Inicialmente, a narrativa épica dos comic bebeu nas fontes da literatura popular, para desenvolver alguns gêneros homólogos aos já existentes. No decorrer do seu processo de desenvolvimento conseguiu associar-se ao rádio, cinema, tevê, game entre outras mídias para proporcionar ao público aventuras estimulantes, situadas em paragens exóticas (como a África ou a Índia), afastadas no tempo (o medievo do Príncipe Valente, ou o mundo futuro de Flash Gordon) ou baseadas numa profissão excitante e pouco rotineira (detetive, agente secreto, piloto aéreo). O caráter insólito (ou seja, não quotidiano) de tais aventuras, protagonizadas por personagens graciosos, robustos e sagazes, além de invencíveis (isto é, humanamente invejáveis), agiu como estimulante evasão compensatória da rotina e das frustrações quotidianas sofridas pelo público leitor e garantiu-lhe popularidade.

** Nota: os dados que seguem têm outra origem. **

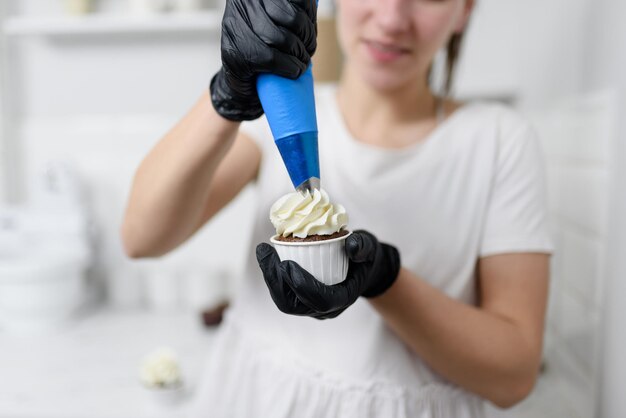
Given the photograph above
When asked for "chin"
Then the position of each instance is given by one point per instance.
(387, 81)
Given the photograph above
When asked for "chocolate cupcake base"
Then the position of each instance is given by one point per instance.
(312, 238)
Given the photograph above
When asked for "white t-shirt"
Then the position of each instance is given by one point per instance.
(474, 187)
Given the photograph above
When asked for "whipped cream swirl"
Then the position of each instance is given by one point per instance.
(305, 214)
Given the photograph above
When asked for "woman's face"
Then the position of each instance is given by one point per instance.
(390, 43)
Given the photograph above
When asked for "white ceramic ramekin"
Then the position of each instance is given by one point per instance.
(326, 260)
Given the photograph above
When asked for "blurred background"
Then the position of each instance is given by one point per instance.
(86, 89)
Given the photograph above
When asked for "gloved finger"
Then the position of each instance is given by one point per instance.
(329, 315)
(283, 296)
(361, 246)
(296, 20)
(253, 56)
(315, 294)
(286, 40)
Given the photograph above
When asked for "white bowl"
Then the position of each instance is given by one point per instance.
(326, 260)
(41, 283)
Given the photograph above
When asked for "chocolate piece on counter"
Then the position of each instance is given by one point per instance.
(213, 316)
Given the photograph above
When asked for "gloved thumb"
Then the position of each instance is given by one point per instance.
(361, 246)
(267, 257)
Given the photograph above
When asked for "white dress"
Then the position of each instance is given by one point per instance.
(473, 188)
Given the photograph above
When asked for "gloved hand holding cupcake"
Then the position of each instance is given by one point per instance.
(317, 267)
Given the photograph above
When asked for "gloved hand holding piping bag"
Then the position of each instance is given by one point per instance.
(267, 45)
(266, 50)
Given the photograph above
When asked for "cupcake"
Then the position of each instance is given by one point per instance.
(160, 373)
(312, 231)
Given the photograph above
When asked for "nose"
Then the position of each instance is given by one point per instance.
(393, 15)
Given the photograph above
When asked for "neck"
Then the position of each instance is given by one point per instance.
(365, 106)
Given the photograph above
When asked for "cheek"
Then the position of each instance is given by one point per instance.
(350, 18)
(434, 25)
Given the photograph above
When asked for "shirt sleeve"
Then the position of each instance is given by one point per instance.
(517, 216)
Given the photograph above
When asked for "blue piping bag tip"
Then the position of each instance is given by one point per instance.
(289, 106)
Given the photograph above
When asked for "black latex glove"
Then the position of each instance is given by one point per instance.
(373, 267)
(261, 36)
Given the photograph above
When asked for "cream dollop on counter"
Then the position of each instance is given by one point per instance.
(305, 214)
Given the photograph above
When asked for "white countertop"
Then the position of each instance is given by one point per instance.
(90, 370)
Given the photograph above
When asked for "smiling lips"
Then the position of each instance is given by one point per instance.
(385, 52)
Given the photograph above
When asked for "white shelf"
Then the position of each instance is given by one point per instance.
(110, 24)
(90, 369)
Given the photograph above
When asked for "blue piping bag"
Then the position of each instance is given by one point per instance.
(290, 109)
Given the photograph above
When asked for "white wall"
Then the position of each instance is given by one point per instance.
(607, 69)
(530, 50)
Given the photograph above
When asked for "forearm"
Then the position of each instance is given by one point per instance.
(172, 183)
(485, 353)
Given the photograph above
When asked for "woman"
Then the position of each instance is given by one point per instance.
(454, 299)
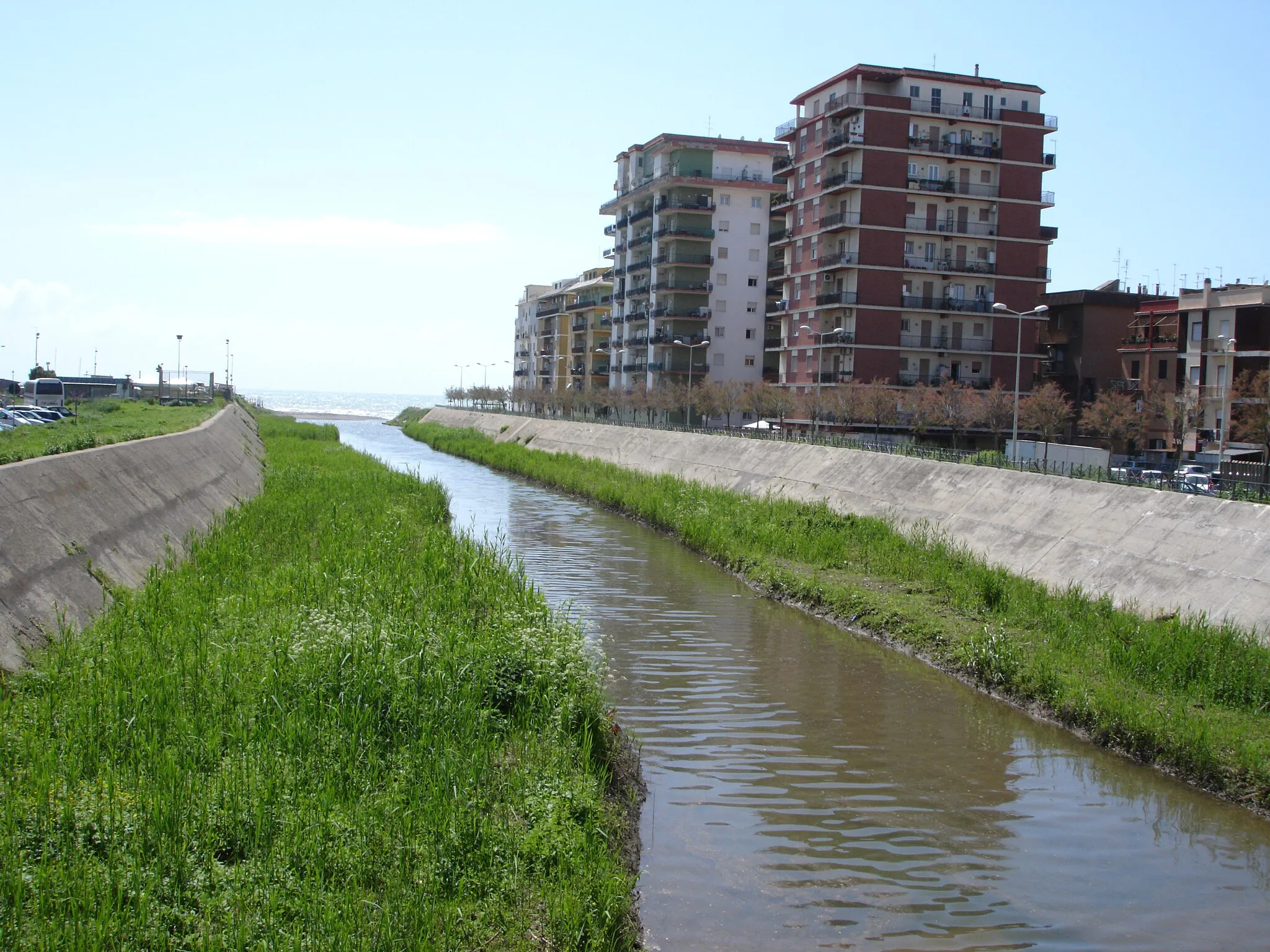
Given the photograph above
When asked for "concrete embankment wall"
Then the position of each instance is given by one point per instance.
(116, 511)
(1160, 551)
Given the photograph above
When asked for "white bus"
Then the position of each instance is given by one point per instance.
(46, 391)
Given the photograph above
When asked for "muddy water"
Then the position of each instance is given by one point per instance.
(812, 790)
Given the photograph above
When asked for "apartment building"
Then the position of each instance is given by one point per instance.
(563, 333)
(690, 259)
(911, 205)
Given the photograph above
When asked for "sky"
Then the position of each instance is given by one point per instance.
(356, 195)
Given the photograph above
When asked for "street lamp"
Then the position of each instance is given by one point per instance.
(819, 367)
(691, 348)
(1019, 358)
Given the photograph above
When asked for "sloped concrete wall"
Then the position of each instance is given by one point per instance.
(1160, 551)
(115, 509)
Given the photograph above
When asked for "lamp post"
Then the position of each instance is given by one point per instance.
(819, 368)
(691, 348)
(1019, 358)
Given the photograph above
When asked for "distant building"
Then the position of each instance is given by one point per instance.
(912, 203)
(690, 259)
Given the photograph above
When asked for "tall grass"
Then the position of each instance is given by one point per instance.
(1183, 692)
(335, 726)
(99, 423)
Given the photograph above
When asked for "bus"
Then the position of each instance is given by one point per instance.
(46, 391)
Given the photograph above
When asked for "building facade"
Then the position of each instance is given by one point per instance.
(911, 205)
(690, 259)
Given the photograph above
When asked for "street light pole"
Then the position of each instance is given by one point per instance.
(1019, 358)
(691, 348)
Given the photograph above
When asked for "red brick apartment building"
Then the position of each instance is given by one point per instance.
(912, 203)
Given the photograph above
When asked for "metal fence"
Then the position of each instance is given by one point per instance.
(1246, 482)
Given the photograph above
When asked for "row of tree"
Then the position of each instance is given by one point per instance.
(949, 408)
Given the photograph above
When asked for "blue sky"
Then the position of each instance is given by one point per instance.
(355, 195)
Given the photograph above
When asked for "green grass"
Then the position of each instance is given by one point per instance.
(335, 726)
(100, 421)
(1180, 692)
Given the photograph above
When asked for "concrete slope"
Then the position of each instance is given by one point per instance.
(116, 511)
(1158, 551)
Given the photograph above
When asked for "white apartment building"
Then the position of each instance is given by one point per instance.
(690, 259)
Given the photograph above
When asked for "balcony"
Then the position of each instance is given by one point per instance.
(843, 140)
(917, 223)
(685, 258)
(945, 342)
(685, 231)
(837, 221)
(836, 298)
(917, 144)
(951, 187)
(980, 305)
(967, 267)
(846, 259)
(689, 287)
(842, 179)
(685, 205)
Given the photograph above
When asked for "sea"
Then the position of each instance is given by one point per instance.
(345, 403)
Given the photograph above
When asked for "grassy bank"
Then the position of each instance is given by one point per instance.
(100, 421)
(337, 725)
(1183, 694)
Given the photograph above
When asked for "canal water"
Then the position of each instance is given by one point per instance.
(813, 790)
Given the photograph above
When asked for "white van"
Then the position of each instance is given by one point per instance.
(46, 391)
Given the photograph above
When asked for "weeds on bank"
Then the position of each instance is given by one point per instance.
(337, 725)
(100, 421)
(1186, 694)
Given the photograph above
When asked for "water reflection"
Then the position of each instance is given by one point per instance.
(814, 790)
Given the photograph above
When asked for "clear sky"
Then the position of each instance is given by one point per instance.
(355, 195)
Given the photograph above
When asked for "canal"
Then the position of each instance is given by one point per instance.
(813, 790)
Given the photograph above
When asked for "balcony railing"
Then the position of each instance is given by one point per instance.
(953, 187)
(842, 140)
(837, 220)
(841, 180)
(685, 258)
(917, 223)
(836, 298)
(950, 266)
(918, 144)
(841, 260)
(683, 231)
(685, 205)
(946, 304)
(945, 342)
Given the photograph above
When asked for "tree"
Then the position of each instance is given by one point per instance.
(1046, 410)
(996, 412)
(878, 404)
(1112, 416)
(730, 395)
(958, 407)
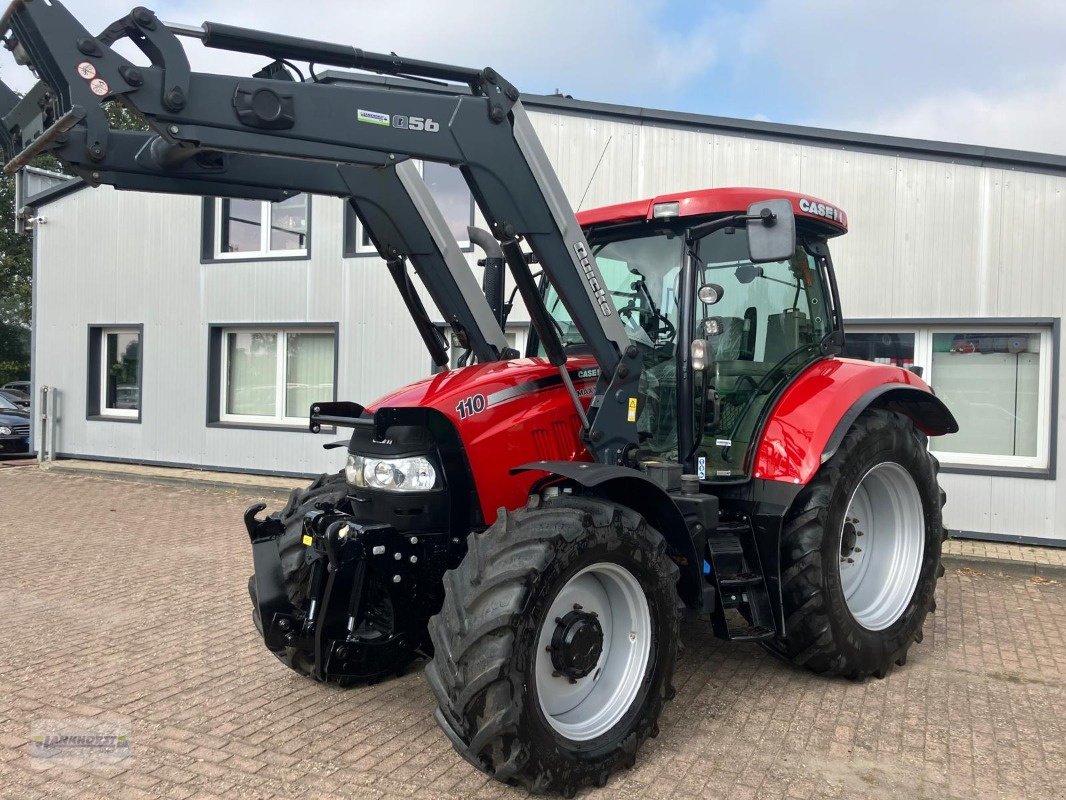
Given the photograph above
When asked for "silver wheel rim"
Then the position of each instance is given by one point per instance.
(882, 544)
(586, 707)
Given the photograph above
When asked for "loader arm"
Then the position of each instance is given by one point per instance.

Não é ocioso recordar que o gênero épico nos quadrinhos se desenvolveu a partir de 1929, quer dizer, do ano ingrato em que se iniciou a grande crise econômica mundial, resultante do crack financeiro de Wall Street, que abriu um período de austeridade, quando não de miséria urbana. Daqui a enérgica função consoladora, no plano da imaginação preenchida pelos quadrinhos épicos e pelos respectivos heróis, não diversa da consumada pelo romance popular ou pelos filmes de aventuras. À maneira de sonhos impressos sobre papel, os quadrinhos abriram as portas da fantasia ao público leitor, com deslocações a continentes longínquos, selvas tropicais, aventuras aéreas e proezas sem conta que, no plano da fantasia, consumavam quanto poderia desejar um cidadão frustrado numa medíocre, sedentária e pouco estimulante vida privada (GUBERN, 1979, p.20, 21 e 22).